Minimum Requirements
- Sample size: Minimum 50 instances
- Statistical significance: p < 0.05
- Effect size: Meaningful deviation from baseline
- Temporal stability: Pattern holds across multiple seasons
Pattern Categories
| Category | Example | Detection Method |
|---|---|---|
| Referee Tendencies | Anthony Taylor averages 4.2 cards/match | Historical averaging + confidence intervals |
| Team Form Patterns | Teams on 4-win streak win 53.6% of next match | Conditional probability analysis |
| League Baselines | Bundesliga BTTS rate: 59.3% | Aggregate statistics by league |
| Probability Regression | Markets at 70%+ regress toward 60% | Time-series analysis |
| Sharp Money Signals | 3+ sharp wallets aligned = 64% accuracy | Wallet performance tracking |
Avoiding False Patterns
Sports data is noisy. Many apparent patterns are random variation. We guard against false positives through:
- Multiple testing correction — Bonferroni adjustment when testing many hypotheses
- Out-of-sample validation — Patterns discovered on training data must hold on test data
- Logical review — Patterns must have plausible causal mechanism
- Regular re-validation — Published patterns re-tested quarterly
AI Narrative Generation
Raw statistics are hard to consume. We use AI to transform data into readable narratives.
The Process
# Simplified narrative generation flow 1. Data Assembly - Match context (teams, league, competition stage) - Relevant patterns (referee, form, H2H) - Current odds and market movements - Sharp wallet positions 2. Pattern Ranking - Score each pattern by relevance to this match - Filter to top 3-5 most relevant insights - Ensure diversity (don't repeat similar points) 3. Narrative Generation - LLM (Claude) generates human-readable text - Structured prompts ensure consistency - Facts grounded in source data 4. Quality Control - Automated fact-checking against source data - Confidence scoring based on pattern strength - Human review for high-stakes outputs
What AI Does (and Doesn't) Do
| AI Role | Human Role |
|---|---|
| Summarize complex statistics in natural language | Validate pattern detection methodology |
| Combine multiple data points into coherent narrative | Set minimum thresholds for pattern inclusion |
| Generate bet slip suggestions with reasoning | Review edge cases and unusual outputs |
| Adapt tone and detail level to context | Define business rules and constraints |
Continuous Improvement
Our methodology evolves based on results:
Feedback Loops
- Pattern accuracy tracking — Monitor hit rate of published patterns over time
- Bet slip performance — Track suggested bets against actual outcomes
- Client feedback — Incorporate operator insights on what bettors find valuable
- New data sources — Continuously evaluate emerging data providers
Deprecation Policy
Patterns that no longer meet our criteria are deprecated:
- If accuracy drops below statistical significance for 2 consecutive quarters
- If sample size becomes too small (e.g., referee retires)
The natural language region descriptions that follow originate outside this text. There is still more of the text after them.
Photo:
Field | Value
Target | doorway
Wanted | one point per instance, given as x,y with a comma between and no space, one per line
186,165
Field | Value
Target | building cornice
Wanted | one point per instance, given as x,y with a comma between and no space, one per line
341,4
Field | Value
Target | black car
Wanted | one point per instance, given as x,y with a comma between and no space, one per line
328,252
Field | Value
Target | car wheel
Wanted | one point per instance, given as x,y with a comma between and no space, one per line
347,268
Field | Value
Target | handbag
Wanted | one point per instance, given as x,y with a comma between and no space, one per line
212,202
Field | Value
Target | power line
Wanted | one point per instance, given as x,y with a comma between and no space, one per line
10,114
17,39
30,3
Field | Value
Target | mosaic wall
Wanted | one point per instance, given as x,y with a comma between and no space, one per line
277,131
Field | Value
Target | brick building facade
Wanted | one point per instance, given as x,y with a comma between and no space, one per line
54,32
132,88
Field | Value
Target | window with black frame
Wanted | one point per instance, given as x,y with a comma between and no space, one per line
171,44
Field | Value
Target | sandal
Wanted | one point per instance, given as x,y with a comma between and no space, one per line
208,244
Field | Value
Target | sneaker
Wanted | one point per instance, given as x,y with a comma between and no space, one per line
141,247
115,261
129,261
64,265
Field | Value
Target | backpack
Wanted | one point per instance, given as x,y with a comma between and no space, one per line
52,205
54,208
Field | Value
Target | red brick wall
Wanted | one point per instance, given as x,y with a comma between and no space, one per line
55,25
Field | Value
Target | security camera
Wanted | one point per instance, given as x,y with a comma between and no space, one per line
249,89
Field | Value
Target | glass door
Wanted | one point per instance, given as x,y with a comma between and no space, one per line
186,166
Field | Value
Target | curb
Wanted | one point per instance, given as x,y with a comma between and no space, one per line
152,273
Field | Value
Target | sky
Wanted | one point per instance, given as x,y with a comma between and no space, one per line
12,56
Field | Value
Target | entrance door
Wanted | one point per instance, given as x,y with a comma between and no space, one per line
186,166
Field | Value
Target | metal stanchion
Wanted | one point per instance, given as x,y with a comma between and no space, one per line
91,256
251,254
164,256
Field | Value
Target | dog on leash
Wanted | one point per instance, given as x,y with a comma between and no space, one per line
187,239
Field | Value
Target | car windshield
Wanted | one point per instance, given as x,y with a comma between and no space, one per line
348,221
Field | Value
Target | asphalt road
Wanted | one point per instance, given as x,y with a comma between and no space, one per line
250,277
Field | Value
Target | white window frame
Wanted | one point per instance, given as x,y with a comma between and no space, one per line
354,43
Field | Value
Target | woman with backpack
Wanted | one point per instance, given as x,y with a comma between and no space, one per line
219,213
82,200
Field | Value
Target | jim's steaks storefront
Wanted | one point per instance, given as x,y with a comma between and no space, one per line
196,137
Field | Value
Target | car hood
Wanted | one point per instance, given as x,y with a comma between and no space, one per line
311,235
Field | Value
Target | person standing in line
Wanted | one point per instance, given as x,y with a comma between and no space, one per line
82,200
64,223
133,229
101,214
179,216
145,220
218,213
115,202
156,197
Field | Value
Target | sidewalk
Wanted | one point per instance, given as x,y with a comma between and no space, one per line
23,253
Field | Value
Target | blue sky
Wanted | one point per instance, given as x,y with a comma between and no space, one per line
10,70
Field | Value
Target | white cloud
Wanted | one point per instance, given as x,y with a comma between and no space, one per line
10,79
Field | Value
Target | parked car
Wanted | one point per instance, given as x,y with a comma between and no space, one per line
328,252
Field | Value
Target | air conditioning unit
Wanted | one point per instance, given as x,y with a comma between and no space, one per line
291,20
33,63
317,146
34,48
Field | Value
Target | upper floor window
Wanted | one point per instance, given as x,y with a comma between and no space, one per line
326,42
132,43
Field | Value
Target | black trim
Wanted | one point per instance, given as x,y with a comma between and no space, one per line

- If underlying conditions change (rule changes, team restructuring)
Transparency
Every insight we deliver includes:
- Sample size — How many instances the pattern is based on
- Time period — When the data was collected
- Confidence level — Statistical significance and effect size
- Source attribution — Where the underlying data came from
We believe transparency builds trust. Bookmakers can evaluate our methodology and decide how to weight our insights alongside their own analysis.